Oubliez le cannibalisme, la chair fraîche et ces émissions du type Fear factor où les concurrents ingurgitent une étonnante quantité de vers de terre, blattes et autres bestioles répugnantes. Manger vivant n'a rien à voir avec tout cela, vous diront les défenseurs du concept. C'est plutôt un allié de la simplicité volontaire où l'on préconise les aliments "tels que la nature nous les offre."

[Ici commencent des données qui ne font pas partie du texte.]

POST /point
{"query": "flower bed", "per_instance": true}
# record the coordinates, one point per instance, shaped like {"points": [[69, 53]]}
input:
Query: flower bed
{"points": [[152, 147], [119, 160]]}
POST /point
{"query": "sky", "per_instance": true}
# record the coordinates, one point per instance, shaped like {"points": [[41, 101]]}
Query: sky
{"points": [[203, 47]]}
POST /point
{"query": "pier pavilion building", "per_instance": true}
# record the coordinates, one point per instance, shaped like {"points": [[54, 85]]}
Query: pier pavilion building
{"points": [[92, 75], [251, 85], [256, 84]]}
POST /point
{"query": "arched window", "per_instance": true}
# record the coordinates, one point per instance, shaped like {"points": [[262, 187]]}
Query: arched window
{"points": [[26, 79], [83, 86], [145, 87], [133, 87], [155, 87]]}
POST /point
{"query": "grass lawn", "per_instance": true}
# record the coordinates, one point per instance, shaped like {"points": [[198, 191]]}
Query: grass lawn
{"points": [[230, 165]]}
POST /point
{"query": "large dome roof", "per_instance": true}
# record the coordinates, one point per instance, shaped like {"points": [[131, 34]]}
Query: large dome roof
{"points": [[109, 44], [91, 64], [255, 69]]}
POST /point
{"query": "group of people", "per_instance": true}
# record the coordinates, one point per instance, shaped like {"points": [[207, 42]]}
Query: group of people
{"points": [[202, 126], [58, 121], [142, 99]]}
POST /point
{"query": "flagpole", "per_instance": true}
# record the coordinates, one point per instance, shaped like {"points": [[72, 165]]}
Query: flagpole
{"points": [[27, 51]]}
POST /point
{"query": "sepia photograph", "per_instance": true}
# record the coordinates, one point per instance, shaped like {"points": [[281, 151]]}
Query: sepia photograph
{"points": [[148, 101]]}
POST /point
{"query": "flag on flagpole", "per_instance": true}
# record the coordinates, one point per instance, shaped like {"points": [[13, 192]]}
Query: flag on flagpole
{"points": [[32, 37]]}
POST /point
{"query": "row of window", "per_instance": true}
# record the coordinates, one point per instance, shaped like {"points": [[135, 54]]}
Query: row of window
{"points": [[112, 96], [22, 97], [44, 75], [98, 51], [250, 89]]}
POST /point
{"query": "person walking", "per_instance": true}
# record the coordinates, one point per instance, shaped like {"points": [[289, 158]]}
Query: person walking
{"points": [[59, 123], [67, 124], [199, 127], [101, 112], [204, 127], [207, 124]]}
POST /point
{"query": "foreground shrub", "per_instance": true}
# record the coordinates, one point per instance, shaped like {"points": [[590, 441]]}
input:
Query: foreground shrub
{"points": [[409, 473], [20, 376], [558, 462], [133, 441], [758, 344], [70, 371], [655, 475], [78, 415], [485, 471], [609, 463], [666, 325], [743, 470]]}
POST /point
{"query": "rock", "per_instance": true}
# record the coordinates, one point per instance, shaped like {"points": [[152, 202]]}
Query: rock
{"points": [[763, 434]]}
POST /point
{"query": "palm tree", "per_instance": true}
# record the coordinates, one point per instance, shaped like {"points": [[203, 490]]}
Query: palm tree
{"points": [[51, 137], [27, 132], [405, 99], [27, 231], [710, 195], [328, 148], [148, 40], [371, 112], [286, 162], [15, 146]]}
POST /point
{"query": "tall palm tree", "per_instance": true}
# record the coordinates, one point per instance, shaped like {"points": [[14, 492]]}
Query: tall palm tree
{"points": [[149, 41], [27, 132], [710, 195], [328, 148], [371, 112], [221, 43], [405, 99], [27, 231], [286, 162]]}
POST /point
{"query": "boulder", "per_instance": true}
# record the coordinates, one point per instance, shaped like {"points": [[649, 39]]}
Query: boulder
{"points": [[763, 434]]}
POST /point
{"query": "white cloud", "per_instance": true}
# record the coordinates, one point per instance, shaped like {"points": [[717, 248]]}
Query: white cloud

Habituellement végétalien, c'est-à-dire n'admettant aucun produit d'origine animale, le régime de l'alimentation vivante privilégie les aliments crus, de préférence biologiques et non transformés. "Manger vivant, c'est manger des aliments frais, dont la courbe de croissance est à son maximum et la valeur nutritive, à son meilleur", explique la natu-ropathe Danielle L'Heureux, qui donne des ateliers d'alimentation vivante dchez elle, au pied du mont Saint-Hilaire. De cette façon, les nutriments sont mieux assimilés par le corps, qui, lui, est plus disposé à enrayer toutes les toxines de la digestion."
Menu vivant
Préoccupés par les questions de santé et soucieux de leur alimentation, voilà près de trois ans maintenant que Robert Arsenault et Évelyne Tremblay, propriétaires de l'auberge La Muse, à Baie-Saint-Paul, se sont convertis à l'alimentation vivante.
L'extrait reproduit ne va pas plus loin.